Tag Archives: amazon

On Demand is New Focus for Some Home Service Providers

Competition in the home services leads space has been heating up – and so are the tensions. Just this week, Angie’s List has filed suit against Amazon, contending that Amazon Home Services has been egregiously signing up for the member’s- only service around the U.S., and grabbing proprietary service recommendations.

On Demand home services is something that several of the companies are hoping to differentiate themselves with. We saw it with HomeJoy at our LODE event a couple of weeks ago in San Francisco. Home Advisor has also been rolling out its Instant Booking on demand service.

Mizamin, an Israeli Startup with international ambitions, also hopes to get ahead with on demand home services. Its mobile app has gotten 200,000 downloads in Israel, mostly generated from a small social media ad campaign and word of mouth. CEO Yuval Aronov told us that providing home services on an on demand basis has some quirks to it. Many home pros resist keeping to real schedules and are eager to take jobs as they come up. On the other hand, certain types of jobs, such as pest control, need to be scheduled in advance.

Mizamin has built an App that enables multiple providers to receive queries in real time. When a plumbing assignment goes out to Mizamin’s roster of 40 plumbers in Tel Aviv, three-to-six usually answer, he says. The biggest channel for most plumbers have been SMS. “Some don’t use their smartphones professionally,” he says. “They are afraid to drop them in the toilet.”

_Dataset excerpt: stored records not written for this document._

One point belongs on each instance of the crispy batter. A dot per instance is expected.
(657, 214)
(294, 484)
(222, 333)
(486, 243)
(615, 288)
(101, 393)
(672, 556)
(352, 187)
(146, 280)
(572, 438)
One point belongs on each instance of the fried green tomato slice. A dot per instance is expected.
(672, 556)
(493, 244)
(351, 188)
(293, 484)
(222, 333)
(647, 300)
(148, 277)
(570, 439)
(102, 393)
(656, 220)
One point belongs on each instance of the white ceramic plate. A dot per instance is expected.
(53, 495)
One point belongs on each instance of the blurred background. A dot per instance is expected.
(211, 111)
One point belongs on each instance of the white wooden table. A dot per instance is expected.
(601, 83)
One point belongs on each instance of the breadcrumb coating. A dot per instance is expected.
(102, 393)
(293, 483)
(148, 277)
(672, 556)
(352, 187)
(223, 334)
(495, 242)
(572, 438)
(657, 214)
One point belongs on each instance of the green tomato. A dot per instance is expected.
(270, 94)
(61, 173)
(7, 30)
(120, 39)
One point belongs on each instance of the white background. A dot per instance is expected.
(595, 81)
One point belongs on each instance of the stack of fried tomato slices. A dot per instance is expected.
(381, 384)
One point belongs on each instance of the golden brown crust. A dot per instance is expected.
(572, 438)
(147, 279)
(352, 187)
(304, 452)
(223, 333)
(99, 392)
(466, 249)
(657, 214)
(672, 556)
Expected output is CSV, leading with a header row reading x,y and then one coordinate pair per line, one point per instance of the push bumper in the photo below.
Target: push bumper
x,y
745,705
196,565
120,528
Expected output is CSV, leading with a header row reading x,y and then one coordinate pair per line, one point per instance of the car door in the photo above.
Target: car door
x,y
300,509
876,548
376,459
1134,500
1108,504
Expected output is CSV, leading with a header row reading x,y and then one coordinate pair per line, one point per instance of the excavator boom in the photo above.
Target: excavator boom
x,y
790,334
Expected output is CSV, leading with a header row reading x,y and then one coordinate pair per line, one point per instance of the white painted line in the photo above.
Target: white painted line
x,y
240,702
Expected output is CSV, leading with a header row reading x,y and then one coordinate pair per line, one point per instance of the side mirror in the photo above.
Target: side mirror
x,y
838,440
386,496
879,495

A Look at Amazon’s Entry Into Home Services

Amazon Home Services has been in beta since November and has now formally launched. The service will take on Angie’s List, Home Advisor and a slew of new players in the increasingly crowded home services space (i.e. Pro,com, Serviz, Home Depot’s Red Beacon, Thumbtack and apparently, Google.)

VP Pete Faricy told The New York Times that it now covers more than 700 types of services and has already entertained 2.4 million “serve offers.” A look at Amazon’s map identifies four highly developed core markets (Seattle, San Francisco, New York and Los Angeles) and 36 moderately developed markets (and many more lightly-developed markets.)

All of Amazon’s “hand picked” pros that hope to work with Amazon must undergo background checks, which will cost $50 (plus $40 per employee); have appropriate licenses, and carry insurance. All listings will also feature Yelp reviews as well. Pros will pay Amazon 20 percent for services that cost $1000 or less, and 15 percent above that amount, as well as monthly subscription fees — although those fees are waived through June 2015. The 20 percent fees are comprised of 15 percent service platform fees, and 5 percent transaction fees. The fees and requirements are fairly standard in the industry.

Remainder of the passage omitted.